Always be concise and practical. Today's date is {today}."""),
# User's input (e.g., "What's the weather like in Paris?")
("human", "{input}"),
# Scratchpad stores intermediate steps (thoughts and tool results)
MessagesPlaceholder(variable_name="agent_scratchpad"),
])
# List of functions available for the LLM to call
tools = [get_weather_forecast]
# create_openai_functions_agent uses OpenAI's specific API for tool calling
agent = create_openai_functions_agent(llm, tools, prompt)
# AgentExecutor handles the execution loop and verbose logging
return AgentExecutor(agent=agent, tools=tools, verbose=True)
Block 4 – Runner & entry point
# Build the agent once at startup and reused it for every question.
agent_executor = build_agent()
# Entry point for a single question.
# Injects today's date into the prompt so the LLM can handle
# relative expressions like "tomorrow", then invokes the agent
# and returns its natural language response.
def ask_weather(user_input: str) -> str:
today = datetime.today().strftime("%d/%m/%Y")
# Convert dd/MM/yyyy to "8 April 2026" before sending to the LLM.
# This removes date format ambiguity entirely the LLM always
# receives a clear spelled-out date and never misreads the format.
match = re.search(r'(\d{1,2})/(\d{1,2})/(\d{4})', user_input)
if match:
try:
day, month, year = match.groups()
month_name = date(int(year), int(month), int(day)).strftime("%B")
user_input = user_input.replace(
match.group(0),
f"{int(day)} {month_name} {year}"
)
except ValueError:
pass
response = agent_executor.invoke({
"input": user_input,
"today": today,
})
return response["output"]
if __name__ == "__main__":
print("Type your question and press Enter. Type 'quit' to exit.\n")
while True:
user_input = input("Ask: ").strip()
if user_input.lower() in ("quit", "exit", "q"):
print("Goodbye!")
break
if not user_input:
continue
print("-" * 60)
result = ask_weather(user_input)
print(f"Agent: {result}")
print("-" * 60 + "\n")
[TESTING]
“what will the weather be like in Rome on 08/04/2026?”

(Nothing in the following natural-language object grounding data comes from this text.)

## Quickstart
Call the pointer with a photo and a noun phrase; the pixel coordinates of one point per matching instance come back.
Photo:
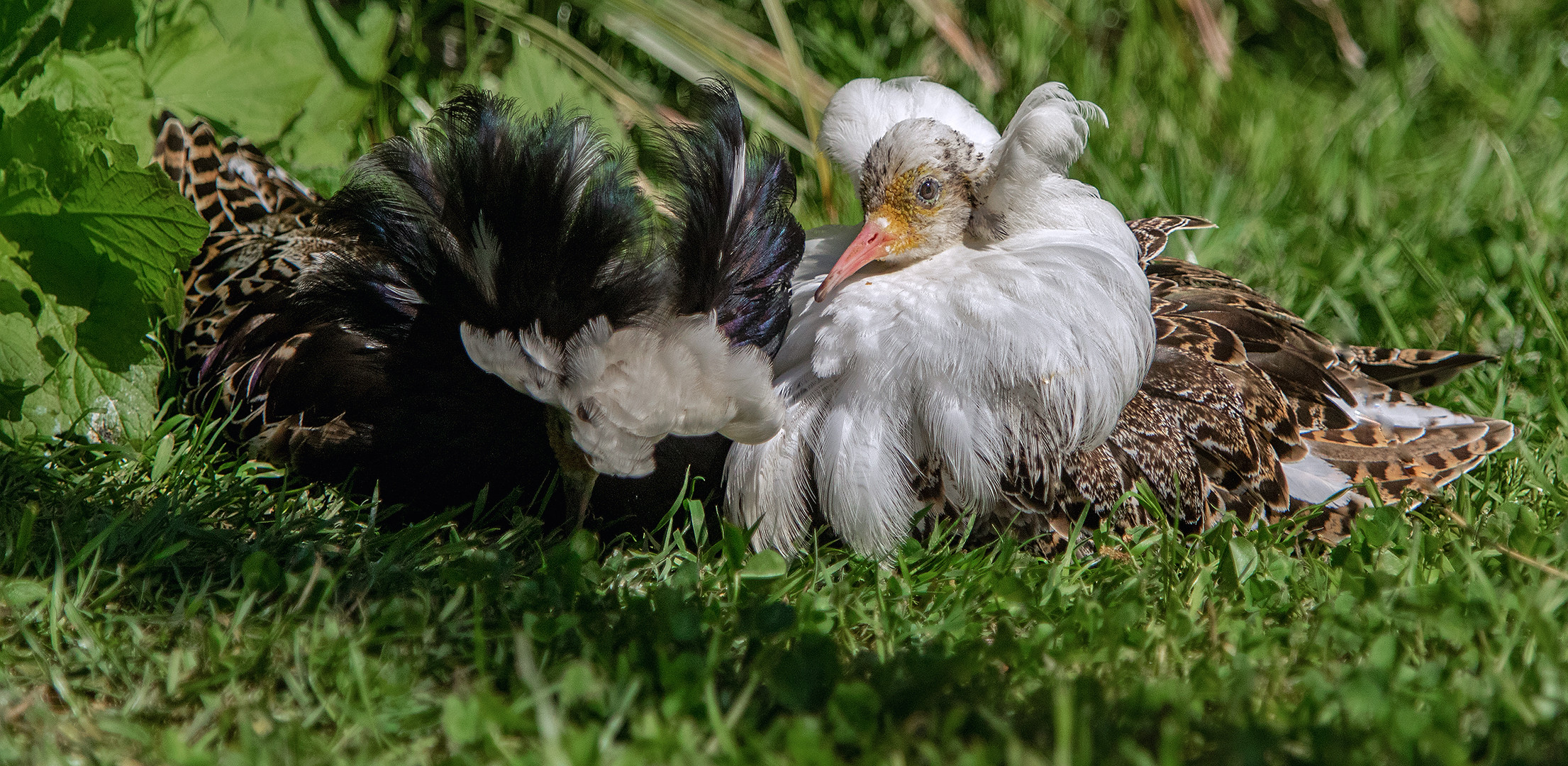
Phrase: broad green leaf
(90, 253)
(764, 565)
(110, 80)
(21, 21)
(287, 72)
(1244, 556)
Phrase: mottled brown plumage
(1241, 389)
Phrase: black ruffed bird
(493, 300)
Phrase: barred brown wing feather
(1410, 370)
(1241, 388)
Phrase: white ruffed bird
(996, 340)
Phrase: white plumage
(626, 389)
(986, 348)
(986, 341)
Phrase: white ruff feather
(866, 109)
(1023, 184)
(626, 389)
(962, 357)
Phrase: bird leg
(577, 474)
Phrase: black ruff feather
(508, 220)
(733, 253)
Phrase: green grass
(186, 606)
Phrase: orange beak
(869, 245)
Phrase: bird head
(918, 190)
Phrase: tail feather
(231, 182)
(736, 244)
(1155, 233)
(1410, 370)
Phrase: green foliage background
(165, 600)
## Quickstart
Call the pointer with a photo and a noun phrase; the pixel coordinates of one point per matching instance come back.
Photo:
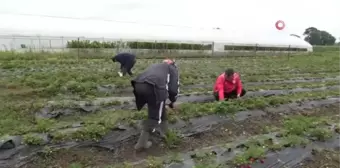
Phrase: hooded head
(169, 61)
(229, 73)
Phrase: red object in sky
(280, 25)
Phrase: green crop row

“I will be in Paris on 21/04/2026. Do I need a jacket?”

“New York on 08/04/2026. What should I wear?”

City and date both missing

Date missing

City missing

In this post we have seen what an AI Agent is, how to create one in Python using LangChain and GPT-4o, and how to test it with real natural language inputs.
The architecture scales easily: adding a new capability means simply adding a new @tool function, without touching anything else.